You’re right, she said, nodding and smiling. It’s to keep the hair out of my eyes.

The young man was also smiling. I’m sure Zafar noticed that. How, I thought, could he bring himself to say
long brown hair
? I gave her the directions she’d asked for, but even as she listened to me she glanced at Zafar and continued smiling at him.

As they were about to turn to go, Zafar spoke up again.

I have one more thing I’d like to say.

Oh, yes? said the young woman.

If this man is your boyfriend, then he’s very lucky indeed.

I don’t think I’ve ever understood how Zafar managed either to bring himself to say such things or to get away with them. Perhaps it’s the former that compels the latter.

The young woman smiled and let her weight fall on the pedal of her bicycle. As she moved off, her back to us, she said: He’s not my boyfriend.

My name is Zafar. What’s yours?

She stopped, as then did her friend, and the two of them pushed back toward us.

My name is Eva, said the young woman.

I’m pleased to meet you, Eva.

Zafar introduced me and continued: You could follow the directions my friend gave you, or you could walk with us a little before carrying on with your journey.

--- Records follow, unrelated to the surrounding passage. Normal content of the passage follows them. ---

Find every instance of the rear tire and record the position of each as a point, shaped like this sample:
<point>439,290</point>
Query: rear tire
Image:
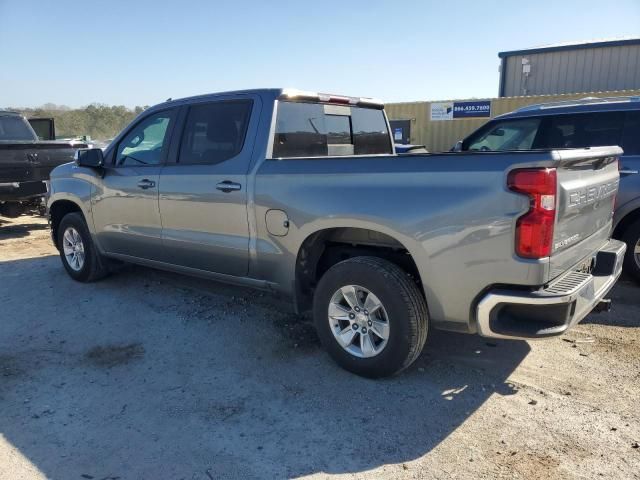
<point>78,253</point>
<point>397,325</point>
<point>632,258</point>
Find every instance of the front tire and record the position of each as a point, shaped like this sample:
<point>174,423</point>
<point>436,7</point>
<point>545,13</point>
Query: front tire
<point>370,316</point>
<point>78,253</point>
<point>632,258</point>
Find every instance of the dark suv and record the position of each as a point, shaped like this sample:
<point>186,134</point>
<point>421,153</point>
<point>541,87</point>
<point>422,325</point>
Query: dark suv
<point>589,122</point>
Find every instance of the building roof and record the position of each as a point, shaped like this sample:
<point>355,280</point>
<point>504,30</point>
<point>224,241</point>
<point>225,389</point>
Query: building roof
<point>560,47</point>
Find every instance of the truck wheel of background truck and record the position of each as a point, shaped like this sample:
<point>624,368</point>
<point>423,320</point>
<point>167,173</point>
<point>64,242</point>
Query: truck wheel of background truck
<point>632,258</point>
<point>79,256</point>
<point>370,316</point>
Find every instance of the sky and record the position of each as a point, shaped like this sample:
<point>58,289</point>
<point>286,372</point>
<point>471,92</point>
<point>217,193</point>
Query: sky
<point>141,52</point>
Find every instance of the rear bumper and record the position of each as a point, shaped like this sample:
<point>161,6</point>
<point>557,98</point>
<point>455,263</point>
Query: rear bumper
<point>504,313</point>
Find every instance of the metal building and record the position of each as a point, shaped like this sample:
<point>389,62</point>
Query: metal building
<point>597,66</point>
<point>438,125</point>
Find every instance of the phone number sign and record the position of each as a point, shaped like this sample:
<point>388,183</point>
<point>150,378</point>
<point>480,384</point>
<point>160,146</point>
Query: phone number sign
<point>472,109</point>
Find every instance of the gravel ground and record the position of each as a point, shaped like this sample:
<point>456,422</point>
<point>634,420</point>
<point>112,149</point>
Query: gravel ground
<point>150,375</point>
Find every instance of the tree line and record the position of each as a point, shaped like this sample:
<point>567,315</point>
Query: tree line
<point>100,122</point>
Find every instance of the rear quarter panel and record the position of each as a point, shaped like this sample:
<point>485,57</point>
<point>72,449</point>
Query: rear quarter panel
<point>452,212</point>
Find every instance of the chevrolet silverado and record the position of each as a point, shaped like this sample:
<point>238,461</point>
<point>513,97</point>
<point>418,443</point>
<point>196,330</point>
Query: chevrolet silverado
<point>303,194</point>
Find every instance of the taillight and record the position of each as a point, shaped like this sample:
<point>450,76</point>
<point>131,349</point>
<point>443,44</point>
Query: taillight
<point>534,230</point>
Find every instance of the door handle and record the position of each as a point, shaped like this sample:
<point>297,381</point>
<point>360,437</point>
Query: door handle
<point>146,183</point>
<point>228,186</point>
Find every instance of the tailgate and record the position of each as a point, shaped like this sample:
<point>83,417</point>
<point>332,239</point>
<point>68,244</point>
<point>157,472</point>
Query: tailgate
<point>587,187</point>
<point>14,164</point>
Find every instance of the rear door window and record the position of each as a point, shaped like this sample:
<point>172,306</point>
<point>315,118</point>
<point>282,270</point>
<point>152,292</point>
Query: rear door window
<point>214,132</point>
<point>631,135</point>
<point>594,129</point>
<point>504,135</point>
<point>320,130</point>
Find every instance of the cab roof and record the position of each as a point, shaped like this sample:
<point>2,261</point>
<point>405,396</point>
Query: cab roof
<point>584,105</point>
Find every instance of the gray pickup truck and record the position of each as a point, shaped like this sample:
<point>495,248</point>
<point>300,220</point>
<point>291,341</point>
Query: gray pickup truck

The young man was chuckling. I don’t know if you’re interested, he said, but my name is Bruce.

Hello, Bruce, said Zafar, beaming at the young man. Of course I’m interested. Without you, Eva might not have stopped two young men for directions.

At those words, laughter tipped out over the group of us.

*   *   *

Meena wanted details about Afghanistan.

How are you, my dear? asked Zafar.

You dreadful tease. You can’t throw such words around willy-nilly, she said.

What words? I asked her.

Afghanistan, she said, shooting me a dismissive look.

Tell all and tell it now, she said, as she made her way toward the drinks cupboard.

Still impatient, I see, said my friend.

Life is short, Zafar—

And patience comes to those who wait, said Zafar.

Meena, I interjected, why don’t you pour one for Zafar?

Whisky? she asked Zafar, who nodded.

Meena caught my eye then, and though Zafar was not looking at either of us at that moment, I had the thought that I have often had in Zafar’s company, that he was nevertheless aware of being watched. Meena’s brow was furrowed with unmistakably genuine concern, as if to say, My God, he looks dreadful. I thought to myself, If only she had seen him before he’d slept, before he’d washed and shaved.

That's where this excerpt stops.